# Philips Digital Diagnost - Image Data Table Parser

This notebook takes the output of the QA Tool > Image Data Table export from a Philips Digital Diagnost and produces a .csv file that can be appended to the Reject Analysis and Dose Metric Dashboard database.

Let's start by importing the required libraries needed to make the parser work.

In [1]:
import pandas as pd
import os

from ipywidgets import *
from tkinter import Tk, filedialog
from IPython.display import clear_output, display

The template for the Reject Analysis and Dose Metric Dashboard is as follows:

In [3]:
cols_list_final = ['Asset Number','DeviceID','Manufacturer','Model','Image Date','Image Time','Body Part','View','Exposure Index','KAP (uGy.m2)','kVp','Exposure (mAs)','Exposure time (ms)','Image Status','Reject Reason']

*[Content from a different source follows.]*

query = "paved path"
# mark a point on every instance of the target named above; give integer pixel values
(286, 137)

df_template = pd.DataFrame(columns=[*cols_list_final])
df_template

Unnamed: 0,Asset Number,DeviceID,Manufacturer,Model,Image Date,Image Time,Body Part,View,Exposure Index,KAP (uGy.m2),kVp,Exposure (mAs),Exposure time (ms),Image Status,Reject Reason


To clean up an export, you'll need to select the exported files from the Philips QA Tool using the "File Select" button below.
<br>
You will also be asked for your asset number so that we can group systems in the Dashboard by facility.

In [16]:
# Select input Image Data Table file as exported from Philips QA tool

def select_files(b):
    clear_output()
    root = Tk()
    root.withdraw() # Hide the main window.
    root.call('wm', 'attributes', '.', '-topmost', True) # Raise the root to the top of all windows.
    b.files = filedialog.askopenfilename() # List of selected files will be set button's file attribute.
    print(b.files) # Print the list of files selected.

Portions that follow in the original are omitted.